In the colonial city of Trinidad, Cuba — a major port during the Trans-Atlantic slave trade — locals say the deep cobbled stone streets were paved with the bones of slaves. I remember suddenly trembling as I looked around a popular restaurant to find its walls decorated in actual torture devices used during the slave trade. In the United States, we tend to cover up the shame of slavery, our history — but in Trinidad, history is laid bare for all to see. But even with these seemingly benign media depictions, brujas are often reduced to stereotypes and still conjure a sense of fear in many people. It goes back to this idea of belonging and acceptance within magical communities and shows how self-identity can carry a lot of weight — especially with people of mixed racial backgrounds.
Where does brujería come from?
Readers, please enjoy this guest blog post by Katrina Rasbold, author of the new Crossroads of Conjure. Here are ten facts that lend texture and flavor to this fascinating path:. Our thanks to Katrina for her guest post! Rayo de luz, yo te invoco para que desentierres a Su nombre de donde este y con quien este y le agas llamarme hoy mismo, enamorado y arrepentido.
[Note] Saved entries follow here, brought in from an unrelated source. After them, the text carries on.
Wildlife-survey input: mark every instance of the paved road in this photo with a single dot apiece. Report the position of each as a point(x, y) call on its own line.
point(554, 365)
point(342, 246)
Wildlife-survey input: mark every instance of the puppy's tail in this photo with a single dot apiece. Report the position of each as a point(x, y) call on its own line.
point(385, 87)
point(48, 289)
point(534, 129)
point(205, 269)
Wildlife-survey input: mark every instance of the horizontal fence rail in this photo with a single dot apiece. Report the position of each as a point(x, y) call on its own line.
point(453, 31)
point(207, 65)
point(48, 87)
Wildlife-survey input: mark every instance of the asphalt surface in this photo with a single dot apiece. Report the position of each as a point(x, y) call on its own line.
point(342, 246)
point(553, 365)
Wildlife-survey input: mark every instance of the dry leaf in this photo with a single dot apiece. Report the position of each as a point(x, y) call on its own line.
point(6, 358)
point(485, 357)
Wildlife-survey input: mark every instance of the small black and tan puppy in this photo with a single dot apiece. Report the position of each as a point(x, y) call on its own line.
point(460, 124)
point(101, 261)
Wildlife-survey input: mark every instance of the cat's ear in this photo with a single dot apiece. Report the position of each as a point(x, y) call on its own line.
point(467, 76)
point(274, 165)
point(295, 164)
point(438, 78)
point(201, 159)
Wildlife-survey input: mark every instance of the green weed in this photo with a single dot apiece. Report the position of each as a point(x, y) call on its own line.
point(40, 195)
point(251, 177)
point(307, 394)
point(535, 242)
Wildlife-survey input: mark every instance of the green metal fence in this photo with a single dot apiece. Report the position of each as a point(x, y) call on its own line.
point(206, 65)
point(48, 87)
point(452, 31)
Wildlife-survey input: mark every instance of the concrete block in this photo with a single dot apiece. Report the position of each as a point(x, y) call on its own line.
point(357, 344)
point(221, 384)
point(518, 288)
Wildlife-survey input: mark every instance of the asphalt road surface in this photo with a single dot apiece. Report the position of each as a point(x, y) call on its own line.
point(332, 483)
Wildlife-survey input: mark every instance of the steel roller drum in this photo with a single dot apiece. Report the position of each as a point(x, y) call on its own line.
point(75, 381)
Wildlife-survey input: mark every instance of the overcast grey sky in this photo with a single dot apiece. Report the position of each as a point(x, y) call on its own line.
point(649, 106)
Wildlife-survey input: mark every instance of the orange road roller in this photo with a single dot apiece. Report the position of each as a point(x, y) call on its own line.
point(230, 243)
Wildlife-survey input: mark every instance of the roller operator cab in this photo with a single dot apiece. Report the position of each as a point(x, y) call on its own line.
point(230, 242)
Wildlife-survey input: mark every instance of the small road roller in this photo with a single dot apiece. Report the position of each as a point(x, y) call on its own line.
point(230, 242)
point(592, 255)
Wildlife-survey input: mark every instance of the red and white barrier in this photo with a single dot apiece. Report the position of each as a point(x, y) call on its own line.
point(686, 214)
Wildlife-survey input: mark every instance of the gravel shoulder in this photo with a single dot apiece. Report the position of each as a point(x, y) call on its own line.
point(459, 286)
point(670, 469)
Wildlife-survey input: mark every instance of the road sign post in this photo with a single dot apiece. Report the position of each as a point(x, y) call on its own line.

The band's name comes from the Spanish word for " witchcraft ". Their songs, which are sung in Spanish, are focused on Satanism , anti-Christianity , sex, immigration , narcotics smuggling , and politics. They perform under pseudonyms and portray themselves as a Latino band consisting of drug lords , concealing their identities due to being wanted by the FBI. In videos and photographs of the band, they are shown wearing bandanas, balaclavas , serapes , and are often shown wielding machetes. In "Machetazos" was released and with it came the band's first line-up change. Jello Biafra departed the group, Pinche Peach  was introduced as an additional vocalist and Raymond Herrera took on the drums; Pat Hoed , the band's former drummer became a second vocalist. The band was criticized from its inception for its lyrics about drugs, sex and Satanism.